Zur standesamtlichen Trauung kam nur die Familie. Ich trug ein Kleid, das wir haben nähen lassen. Es war eine Art Hänger, das ich mit einem Gürtel trug. Später habe ich es auch als Umstandskleid tragen können. Die Hochzeitszeremonie fand dann in einer evangelischen Kirche statt. Meine Schwiegermutter war sehr religiös und es war die Kirche, in die sie immer ging. Sie war dankbar, dass wir uns in ihrer Kirche trauen ließen.

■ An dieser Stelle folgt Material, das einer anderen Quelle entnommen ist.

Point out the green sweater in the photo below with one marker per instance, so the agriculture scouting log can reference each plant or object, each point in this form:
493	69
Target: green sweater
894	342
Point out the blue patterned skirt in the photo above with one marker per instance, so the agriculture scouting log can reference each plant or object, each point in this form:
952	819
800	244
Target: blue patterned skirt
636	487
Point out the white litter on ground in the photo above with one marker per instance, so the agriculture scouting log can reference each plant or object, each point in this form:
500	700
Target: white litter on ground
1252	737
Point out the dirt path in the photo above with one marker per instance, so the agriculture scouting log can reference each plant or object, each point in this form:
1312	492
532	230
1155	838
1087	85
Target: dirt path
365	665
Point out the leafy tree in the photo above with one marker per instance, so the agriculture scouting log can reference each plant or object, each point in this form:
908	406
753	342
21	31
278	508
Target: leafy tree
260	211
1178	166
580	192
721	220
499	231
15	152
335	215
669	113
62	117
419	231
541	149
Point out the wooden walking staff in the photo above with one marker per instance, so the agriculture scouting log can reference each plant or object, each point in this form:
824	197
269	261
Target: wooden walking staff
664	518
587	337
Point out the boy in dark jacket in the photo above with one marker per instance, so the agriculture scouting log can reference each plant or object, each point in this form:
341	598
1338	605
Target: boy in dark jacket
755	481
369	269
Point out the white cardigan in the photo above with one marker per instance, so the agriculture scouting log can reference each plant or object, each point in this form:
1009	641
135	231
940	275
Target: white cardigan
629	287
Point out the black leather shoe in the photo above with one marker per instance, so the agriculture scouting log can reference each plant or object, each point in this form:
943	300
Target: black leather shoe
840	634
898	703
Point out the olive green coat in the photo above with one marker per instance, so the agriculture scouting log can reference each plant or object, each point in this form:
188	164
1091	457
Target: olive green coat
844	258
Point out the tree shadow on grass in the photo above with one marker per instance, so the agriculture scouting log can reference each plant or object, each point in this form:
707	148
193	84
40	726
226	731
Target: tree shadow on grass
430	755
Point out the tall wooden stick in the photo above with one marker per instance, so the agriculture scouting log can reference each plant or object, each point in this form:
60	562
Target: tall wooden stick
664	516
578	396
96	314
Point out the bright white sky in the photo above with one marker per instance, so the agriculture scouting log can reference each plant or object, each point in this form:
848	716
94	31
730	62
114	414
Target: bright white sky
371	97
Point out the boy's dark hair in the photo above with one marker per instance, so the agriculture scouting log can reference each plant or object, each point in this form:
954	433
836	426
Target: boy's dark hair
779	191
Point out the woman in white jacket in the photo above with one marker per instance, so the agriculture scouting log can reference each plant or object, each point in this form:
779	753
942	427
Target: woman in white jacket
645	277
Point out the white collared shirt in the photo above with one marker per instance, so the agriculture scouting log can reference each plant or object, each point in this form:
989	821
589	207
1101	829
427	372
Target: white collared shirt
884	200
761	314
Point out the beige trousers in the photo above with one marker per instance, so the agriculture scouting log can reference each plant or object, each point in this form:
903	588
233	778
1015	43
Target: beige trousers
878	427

Die Hochzeit war wirklich sehr schön. Als wir abends schlafen gehen wollten, waren unsere Betten bereits mit schlafenden Gästen besetzt und uns blieb nichts anderes übrig, als – jeder für sich – die Nacht in Sesseln zu schlafen. Das war eine ungewöhnliche Hochzeitsnacht. Flitterwochen fanden nicht statt, dafür hatten wir damals kein Geld.



(1) DDR

40 Jahre lang existierte die Deutsche Demokratische Republik (DDR) neben der Bundesrepublik Deutschland (BRD) als zweiter deutscher Staat, getrennt durch bewachte Grenzen und Mauern. Laut Verfassung waren in der DDR alle Bürger gleich. Der Staat übernahm Großteile des Privateigentums und verstaatlichte die Wirtschaft. Es galt das Prinzip des Sozialismus.


Auszug aus „Ella“, erzählt von Helga H. (2017), erstellt von Barbara H.